LONDON (Reuters) - State-backed Royal Bank of Scotland (RBS.L) has set aside 400 million pounds ($640 million) to cover potential fines for manipulating currency markets and warned further charges for past misconduct would continue to hit its profits.
RBS, 80 percent-owned by the British government following a 45 billion pound bailout during the financial crisis of 2007 to 2009, on Friday joined other big rivals in signaling it is close to agreeing settlements over alleged manipulation of the $5.3 trillion-a-day foreign exchange market.
The forex manipulation, revealed after banks were already under scrutiny for profiteering in the setting of benchmark lending rates such as Libor, relates to daily fixing rates which traders are alleged to have manipulated to suit their own market positions.
RBS also faces a number of other probes relating to past misdeeds which threaten to undermine its turnaround under Chief Executive Ross McEwan, who has steered the bank back into profit this year after it made a loss of 8.2 billion pounds in 2013.
“We are actively managing down a slate of significant legacy issues. This includes significant conduct and litigation issues that will continue to hit our profits in the quarters ahead,” McEwan told reporters on Friday.
RBS is being investigated by regulators looking into its selling of bonds backed by residential mortgages in the United States and its treatment of struggling small British firms. The bank is also expected to be fined by British financial regulators for an IT failure two years ago which left customers without access to their bank accounts.
In addition, RBS faces a mounting bill to compensate customers mis-sold loan insurance. It set aside another 100 million pounds to deal with the matter on Friday, taking its total bill to 3.3 billion pounds.
RBS is one of six banks in talks with UK regulators on a deal that would involve them paying about 1.5 billion pounds in a group settlement in relation to alleged forex manipulation, sources have said. They said a deal could come in mid-November and U.S. regulators were also working on a group settlement.
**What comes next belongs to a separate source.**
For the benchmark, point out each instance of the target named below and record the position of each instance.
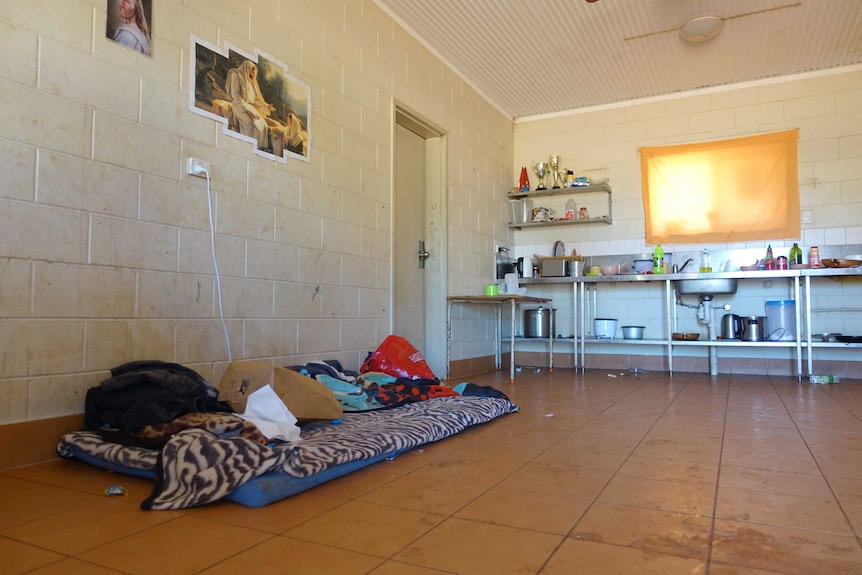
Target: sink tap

McEwan said RBS would not pay a dividend until it has more clarity over future misconduct charges and has substantially strengthened its capital position, potentially making it more difficult for the government to start selling its shares.
“I don’t think we should be thinking about dividends until we’ve got a really good capital build and seen some of the bumps in the road out of the way,” he said.
RBS increased its core Tier 1 capital ratio by 70 basis points to 10.8 percent during the third quarter and its leverage ratio improved by 20 basis points to 3.9 percent. The bank has set a target of holding core Tier 1 capital of more than 12 percent by the end of 2016.
“There’s no way we will be paying a dividend until we get ourselves well in advance of that 12 percent target,” McEwan said.
Britain’s financial regulator expects banks to hold an absolute minimum of 7 percent core capital. However, investors generally expect a ratio of at least 10 percent.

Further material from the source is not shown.